Coucou ^^

Et oui nous ne sommes ni samedi, ni il y a trois semaines (déjà...)

Suite à une série d'événement, je n'ai pas put poster mes chapitres pendant un long moment (désoléééééé)

Lorsque j'ai reçus un review de La vague folle, j'ai trouvé son idée de décrire les 10 ans intéressants

mais je n'ai pas eu le temps de l'écrire avant le premier samedi. Mais j'étais décidé de ne poster QUE le samedi, mais comme je ne pouvais pas aux derniers week-end, j'ai finalement décidé de le poster ce mercredi.

Enfin bon, dans ce chapitre nous avons les deux premières années qui ressemble plutôt à des OS, chaque année je vais écrire son état d'esprit et les actions qui l'ont marqués.

Place aux reviews :

LittleJuju : Merci beaucoup ! C'est vrai qu'à première vu, l'acte des marines est horrible, mais en réfléchissant (pas que je me mets de leurs avis), lorsqu'elle aurait grandi, elle aurait pu être un élément perturbateur et non manipulable.
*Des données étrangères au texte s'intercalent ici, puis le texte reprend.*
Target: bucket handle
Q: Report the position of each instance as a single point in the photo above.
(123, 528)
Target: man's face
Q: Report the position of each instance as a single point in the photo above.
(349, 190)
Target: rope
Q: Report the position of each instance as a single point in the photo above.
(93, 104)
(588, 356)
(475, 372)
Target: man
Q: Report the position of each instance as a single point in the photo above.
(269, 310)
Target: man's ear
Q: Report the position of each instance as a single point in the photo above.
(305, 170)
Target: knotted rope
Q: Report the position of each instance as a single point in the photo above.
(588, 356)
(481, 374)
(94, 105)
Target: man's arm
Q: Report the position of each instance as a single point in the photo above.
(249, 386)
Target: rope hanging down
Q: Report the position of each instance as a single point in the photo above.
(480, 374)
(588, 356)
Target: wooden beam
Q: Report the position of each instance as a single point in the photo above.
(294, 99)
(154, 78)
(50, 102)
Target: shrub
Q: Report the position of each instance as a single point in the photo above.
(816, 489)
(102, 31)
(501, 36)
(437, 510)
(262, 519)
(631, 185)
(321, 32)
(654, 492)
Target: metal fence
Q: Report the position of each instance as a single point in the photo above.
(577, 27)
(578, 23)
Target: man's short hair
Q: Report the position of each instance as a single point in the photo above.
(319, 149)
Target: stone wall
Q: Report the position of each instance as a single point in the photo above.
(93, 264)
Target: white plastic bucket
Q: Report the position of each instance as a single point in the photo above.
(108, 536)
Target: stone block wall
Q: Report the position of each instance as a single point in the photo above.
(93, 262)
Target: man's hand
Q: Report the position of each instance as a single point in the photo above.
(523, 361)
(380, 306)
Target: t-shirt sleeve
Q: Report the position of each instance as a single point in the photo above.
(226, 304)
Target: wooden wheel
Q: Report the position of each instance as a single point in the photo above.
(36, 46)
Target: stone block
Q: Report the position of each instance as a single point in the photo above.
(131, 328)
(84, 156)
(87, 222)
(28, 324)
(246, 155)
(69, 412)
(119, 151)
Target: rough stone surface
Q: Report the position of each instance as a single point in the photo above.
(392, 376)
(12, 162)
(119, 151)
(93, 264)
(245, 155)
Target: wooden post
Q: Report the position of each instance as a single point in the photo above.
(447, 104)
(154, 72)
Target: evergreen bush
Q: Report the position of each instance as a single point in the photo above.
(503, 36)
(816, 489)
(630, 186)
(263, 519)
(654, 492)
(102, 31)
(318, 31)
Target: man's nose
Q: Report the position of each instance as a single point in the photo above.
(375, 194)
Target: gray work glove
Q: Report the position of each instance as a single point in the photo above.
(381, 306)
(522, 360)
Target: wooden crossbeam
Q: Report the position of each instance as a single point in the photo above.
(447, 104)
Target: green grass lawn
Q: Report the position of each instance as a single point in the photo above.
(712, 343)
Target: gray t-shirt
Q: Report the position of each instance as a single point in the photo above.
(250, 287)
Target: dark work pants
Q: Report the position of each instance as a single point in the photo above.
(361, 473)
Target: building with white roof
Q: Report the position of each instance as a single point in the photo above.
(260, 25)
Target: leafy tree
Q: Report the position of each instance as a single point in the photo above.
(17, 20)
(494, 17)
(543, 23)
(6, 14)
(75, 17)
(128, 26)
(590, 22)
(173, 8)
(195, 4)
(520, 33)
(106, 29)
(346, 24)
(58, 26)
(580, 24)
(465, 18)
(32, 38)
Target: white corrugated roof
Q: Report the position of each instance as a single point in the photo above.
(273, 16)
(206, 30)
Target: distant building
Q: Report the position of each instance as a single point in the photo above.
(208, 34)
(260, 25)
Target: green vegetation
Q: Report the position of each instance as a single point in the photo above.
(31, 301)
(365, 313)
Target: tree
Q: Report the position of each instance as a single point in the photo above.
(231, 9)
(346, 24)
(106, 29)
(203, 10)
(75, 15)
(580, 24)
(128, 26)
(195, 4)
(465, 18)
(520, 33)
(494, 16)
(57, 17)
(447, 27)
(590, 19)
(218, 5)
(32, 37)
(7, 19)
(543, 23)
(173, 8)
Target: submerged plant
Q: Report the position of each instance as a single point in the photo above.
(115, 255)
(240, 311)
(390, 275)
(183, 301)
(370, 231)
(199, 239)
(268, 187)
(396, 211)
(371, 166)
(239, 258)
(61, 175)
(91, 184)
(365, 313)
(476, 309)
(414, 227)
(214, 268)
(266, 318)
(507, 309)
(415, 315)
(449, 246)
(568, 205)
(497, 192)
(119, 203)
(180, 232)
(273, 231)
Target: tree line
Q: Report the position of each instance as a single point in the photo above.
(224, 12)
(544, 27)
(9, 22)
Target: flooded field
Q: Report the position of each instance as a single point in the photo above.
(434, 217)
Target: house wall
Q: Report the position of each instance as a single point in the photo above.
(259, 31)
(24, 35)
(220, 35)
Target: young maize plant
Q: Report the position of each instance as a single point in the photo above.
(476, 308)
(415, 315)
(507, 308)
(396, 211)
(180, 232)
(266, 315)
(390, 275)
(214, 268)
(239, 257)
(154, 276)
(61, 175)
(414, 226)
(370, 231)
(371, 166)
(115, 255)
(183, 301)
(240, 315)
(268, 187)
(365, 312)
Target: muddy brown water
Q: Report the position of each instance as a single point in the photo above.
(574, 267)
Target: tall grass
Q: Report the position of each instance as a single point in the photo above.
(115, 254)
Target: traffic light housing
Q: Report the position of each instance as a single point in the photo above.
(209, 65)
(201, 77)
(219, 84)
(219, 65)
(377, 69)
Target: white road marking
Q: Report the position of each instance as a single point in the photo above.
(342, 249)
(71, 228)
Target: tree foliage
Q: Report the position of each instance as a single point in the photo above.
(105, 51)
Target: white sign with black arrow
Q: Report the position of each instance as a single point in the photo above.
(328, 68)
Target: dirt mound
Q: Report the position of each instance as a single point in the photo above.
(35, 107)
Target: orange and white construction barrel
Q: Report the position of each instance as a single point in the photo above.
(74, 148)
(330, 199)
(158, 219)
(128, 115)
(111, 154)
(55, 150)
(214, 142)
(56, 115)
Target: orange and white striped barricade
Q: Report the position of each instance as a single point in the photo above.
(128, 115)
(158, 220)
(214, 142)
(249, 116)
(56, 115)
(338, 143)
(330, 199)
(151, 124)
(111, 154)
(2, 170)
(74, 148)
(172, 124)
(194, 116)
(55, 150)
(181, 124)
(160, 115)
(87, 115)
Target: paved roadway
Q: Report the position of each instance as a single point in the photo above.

Si tu vois un futur ennemi grandir et devenir une menace, je pense que toi aussi tu chercherais à t'en débarrasser. Après, ils n'ont peut-être pas utilisé la meilleure façon possible de le faire mais il ne faut pas oublier qu'ils sont très pris par les pirates et ne peuvent pas tout faire. Bonne lecture ^^

ChibiLuna : Voilà le nouveau chapitre ! Je vais essayer de garder le coté « intriguant » de mon histoire ^^ merci pour ton review et bonne lecture.

Naheia : Voilà le chapitre suivant ! Désolé j'ai mis du temps à le poster.

La vague folle : Coucou, je suis contente que mon histoire te plaise tant (ça me donne beaucoup de pression maintenant). Merci beaucoup pour ton review, il m'a beaucoup inspiré et c'est suite à cela que j'ai fait ce chapitre (et d'autres). Je ne pense pas faire 10 chapitres dessus, mais chaque année va y passer =)

Il est vrai que mes passages sont rapides, c'est une lacune qu'il faut que je travaille. En tout cas merci pour tes encouragements, ils m'ont fait très plaisir !

Chapitre 2 :

Première année :

Shiryuko se réveilla en sursaut, la sonnerie venait de ressentir. Par réflexe, elle se recula dans le fond de sa cellule, se cognant contre le mur gris glacé. Ce concentrant vivement et forçant sur son don pour avoir une vision.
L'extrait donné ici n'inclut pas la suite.